British sailor on Titanic (1866–1912)

William Mintram (March 1866 – 15 April 1912) was a fireman (stoker) on the RMS Titanic until it struck an iceberg on 14 April 1912. William worked for White Star Line after his release from prison for the murder of his wife.

==Married life==
William married Eliza Mary Rose Veal on 16 August 1886 and went on to have five children with her, William Jnr, Charles, George, May and Rosina. Rosina was married to Walter Hurst who was also a fireman on the Titanic.

==Killing==
Mintram did not have a happy marriage.

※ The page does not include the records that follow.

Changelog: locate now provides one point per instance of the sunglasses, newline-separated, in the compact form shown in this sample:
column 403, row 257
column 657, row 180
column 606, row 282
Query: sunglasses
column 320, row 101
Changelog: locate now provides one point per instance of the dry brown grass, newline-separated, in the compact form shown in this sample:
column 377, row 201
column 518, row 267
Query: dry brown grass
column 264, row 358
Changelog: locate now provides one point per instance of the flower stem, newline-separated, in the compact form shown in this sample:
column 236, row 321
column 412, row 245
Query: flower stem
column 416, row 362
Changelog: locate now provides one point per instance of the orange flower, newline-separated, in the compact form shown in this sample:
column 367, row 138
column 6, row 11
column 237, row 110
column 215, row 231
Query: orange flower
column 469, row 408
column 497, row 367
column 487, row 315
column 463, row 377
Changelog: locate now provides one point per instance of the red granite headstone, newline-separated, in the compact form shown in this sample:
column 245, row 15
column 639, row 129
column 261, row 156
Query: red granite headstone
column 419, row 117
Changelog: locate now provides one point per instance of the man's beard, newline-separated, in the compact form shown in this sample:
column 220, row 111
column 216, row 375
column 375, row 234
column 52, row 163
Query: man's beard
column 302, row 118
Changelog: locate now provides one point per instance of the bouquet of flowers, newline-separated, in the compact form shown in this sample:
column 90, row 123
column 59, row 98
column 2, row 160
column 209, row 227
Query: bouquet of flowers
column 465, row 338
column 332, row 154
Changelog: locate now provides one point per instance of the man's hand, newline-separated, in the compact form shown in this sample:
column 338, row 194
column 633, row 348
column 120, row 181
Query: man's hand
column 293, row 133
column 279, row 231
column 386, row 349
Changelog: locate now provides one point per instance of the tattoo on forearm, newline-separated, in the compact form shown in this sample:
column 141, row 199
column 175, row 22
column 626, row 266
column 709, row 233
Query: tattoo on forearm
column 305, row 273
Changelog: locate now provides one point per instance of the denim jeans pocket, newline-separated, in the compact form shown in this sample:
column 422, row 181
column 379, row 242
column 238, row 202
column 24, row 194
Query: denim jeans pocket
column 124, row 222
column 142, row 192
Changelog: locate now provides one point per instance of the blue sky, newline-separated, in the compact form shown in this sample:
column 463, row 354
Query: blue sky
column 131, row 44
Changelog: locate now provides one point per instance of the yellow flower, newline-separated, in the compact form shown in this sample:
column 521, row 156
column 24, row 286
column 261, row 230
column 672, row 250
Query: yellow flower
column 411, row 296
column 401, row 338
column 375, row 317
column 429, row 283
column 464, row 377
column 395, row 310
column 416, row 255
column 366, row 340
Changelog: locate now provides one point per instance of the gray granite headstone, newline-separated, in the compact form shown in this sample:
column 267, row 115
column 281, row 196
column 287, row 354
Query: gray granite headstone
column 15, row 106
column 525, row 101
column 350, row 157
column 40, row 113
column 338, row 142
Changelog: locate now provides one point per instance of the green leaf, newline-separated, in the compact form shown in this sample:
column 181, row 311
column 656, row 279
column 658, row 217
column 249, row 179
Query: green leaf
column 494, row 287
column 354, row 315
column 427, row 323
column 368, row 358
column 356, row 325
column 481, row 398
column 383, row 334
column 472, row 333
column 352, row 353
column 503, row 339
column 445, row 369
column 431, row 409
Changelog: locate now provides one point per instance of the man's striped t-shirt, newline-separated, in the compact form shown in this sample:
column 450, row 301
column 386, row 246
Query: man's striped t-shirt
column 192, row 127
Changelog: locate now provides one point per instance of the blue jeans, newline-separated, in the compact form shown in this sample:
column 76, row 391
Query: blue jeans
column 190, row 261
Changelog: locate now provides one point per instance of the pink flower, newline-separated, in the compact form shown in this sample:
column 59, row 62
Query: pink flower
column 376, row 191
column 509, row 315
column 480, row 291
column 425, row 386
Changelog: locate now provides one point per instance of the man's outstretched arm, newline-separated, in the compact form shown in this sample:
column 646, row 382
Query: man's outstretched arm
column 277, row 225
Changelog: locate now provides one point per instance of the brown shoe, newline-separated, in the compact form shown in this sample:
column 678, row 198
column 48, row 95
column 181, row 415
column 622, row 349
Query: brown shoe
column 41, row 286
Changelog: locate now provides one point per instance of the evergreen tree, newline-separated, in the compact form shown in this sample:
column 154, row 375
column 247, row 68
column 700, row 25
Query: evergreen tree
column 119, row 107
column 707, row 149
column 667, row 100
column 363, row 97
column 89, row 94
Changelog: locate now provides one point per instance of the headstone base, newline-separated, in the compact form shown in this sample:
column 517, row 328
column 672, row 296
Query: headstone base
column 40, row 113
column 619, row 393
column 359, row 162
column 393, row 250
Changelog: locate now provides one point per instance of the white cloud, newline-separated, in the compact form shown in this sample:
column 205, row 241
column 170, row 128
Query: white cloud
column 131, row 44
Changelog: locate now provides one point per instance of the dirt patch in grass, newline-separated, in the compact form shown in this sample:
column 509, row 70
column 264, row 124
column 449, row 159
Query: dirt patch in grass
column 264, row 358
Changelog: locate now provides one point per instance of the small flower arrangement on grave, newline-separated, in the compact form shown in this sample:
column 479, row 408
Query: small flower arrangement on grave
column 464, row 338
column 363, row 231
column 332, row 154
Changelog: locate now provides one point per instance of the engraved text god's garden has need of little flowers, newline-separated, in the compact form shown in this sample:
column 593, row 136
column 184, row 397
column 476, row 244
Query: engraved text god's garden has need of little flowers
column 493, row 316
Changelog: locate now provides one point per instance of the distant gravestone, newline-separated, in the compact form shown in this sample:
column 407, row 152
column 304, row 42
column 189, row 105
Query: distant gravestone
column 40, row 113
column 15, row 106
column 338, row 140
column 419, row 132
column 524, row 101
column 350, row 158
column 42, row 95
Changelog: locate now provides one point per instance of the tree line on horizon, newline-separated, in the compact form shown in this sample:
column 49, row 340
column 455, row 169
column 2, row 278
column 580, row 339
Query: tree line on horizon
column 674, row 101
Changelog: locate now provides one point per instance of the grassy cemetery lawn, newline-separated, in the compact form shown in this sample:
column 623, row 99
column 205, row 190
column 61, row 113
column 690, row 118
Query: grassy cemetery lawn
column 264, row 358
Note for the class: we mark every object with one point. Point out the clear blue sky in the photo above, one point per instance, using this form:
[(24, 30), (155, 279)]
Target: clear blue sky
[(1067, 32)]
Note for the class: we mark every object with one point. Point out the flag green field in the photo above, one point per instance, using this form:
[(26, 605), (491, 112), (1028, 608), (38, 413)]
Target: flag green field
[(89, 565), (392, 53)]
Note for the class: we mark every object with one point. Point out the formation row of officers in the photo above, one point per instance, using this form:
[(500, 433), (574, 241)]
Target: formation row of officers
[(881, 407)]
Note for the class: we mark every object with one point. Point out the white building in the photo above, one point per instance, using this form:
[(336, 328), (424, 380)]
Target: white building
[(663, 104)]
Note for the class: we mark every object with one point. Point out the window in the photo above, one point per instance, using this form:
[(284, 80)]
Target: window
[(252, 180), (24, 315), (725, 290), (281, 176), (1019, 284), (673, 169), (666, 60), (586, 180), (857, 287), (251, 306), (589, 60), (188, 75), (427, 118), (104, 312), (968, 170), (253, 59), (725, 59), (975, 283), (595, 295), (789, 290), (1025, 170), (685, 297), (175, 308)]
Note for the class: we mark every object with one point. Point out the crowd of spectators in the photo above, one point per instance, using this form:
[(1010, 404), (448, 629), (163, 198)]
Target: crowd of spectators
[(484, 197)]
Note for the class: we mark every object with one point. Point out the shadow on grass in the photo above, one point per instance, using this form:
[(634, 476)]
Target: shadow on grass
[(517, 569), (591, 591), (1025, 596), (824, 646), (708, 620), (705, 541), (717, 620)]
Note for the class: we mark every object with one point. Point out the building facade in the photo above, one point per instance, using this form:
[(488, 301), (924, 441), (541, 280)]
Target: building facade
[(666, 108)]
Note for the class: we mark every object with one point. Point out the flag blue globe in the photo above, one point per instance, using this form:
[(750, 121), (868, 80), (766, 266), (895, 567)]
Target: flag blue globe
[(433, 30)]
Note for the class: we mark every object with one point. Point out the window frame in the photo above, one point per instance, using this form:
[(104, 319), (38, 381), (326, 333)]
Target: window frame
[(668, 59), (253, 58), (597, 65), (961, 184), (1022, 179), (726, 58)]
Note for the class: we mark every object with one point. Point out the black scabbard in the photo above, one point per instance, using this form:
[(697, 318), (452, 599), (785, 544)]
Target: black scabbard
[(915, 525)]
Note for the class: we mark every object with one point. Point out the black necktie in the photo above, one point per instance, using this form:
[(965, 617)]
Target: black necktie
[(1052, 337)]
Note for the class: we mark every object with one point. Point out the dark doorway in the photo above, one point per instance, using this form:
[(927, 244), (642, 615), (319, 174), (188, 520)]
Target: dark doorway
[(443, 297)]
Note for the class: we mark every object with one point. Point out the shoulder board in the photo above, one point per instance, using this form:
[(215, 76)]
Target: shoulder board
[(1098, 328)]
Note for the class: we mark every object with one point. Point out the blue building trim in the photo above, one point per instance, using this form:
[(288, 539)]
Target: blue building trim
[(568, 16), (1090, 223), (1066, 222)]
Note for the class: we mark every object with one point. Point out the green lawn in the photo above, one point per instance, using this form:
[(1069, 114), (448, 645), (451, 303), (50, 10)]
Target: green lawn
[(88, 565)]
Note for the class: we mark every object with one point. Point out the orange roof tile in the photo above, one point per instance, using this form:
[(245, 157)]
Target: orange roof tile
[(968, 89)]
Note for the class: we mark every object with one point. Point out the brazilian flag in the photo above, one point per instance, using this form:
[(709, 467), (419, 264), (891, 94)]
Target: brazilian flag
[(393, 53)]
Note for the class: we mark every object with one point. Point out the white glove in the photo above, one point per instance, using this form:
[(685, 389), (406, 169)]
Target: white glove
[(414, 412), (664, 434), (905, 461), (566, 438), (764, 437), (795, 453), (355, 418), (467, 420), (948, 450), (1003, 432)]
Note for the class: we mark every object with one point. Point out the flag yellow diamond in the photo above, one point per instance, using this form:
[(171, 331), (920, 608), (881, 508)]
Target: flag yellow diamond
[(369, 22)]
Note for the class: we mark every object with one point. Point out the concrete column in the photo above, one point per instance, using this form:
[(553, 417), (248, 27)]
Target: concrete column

On the evening of 18 October 1902, after a row when he complained over his wife's pawning of his son's boots to pay for drink, he stabbed her in the back and she died soon afterwards. Mintram appeared at Winchester Assizes the following month, charged with wilful murder; he gave evidence in his own defence, saying that he had been drunk and his wife had rushed at him, but he did not remember anything more. A policeman gave evidence saying that he had heard quarrelling in the house and had to disperse a crowd from outside, about half an hour before the attack. Mintram was said by his employers to have an excellent character. The jury returned a verdict of guilty of manslaughter and the judge sentenced him to penal servitude for 12 years. He served three before being released.

==Death==
William died on the Titanic as one of its many victims. On the night of the sinking William had managed to find a lifejacket but his son-in-law Walter had not, so William gave him his. His actions contributed to Walter's survival. His body, if recovered, was never identified.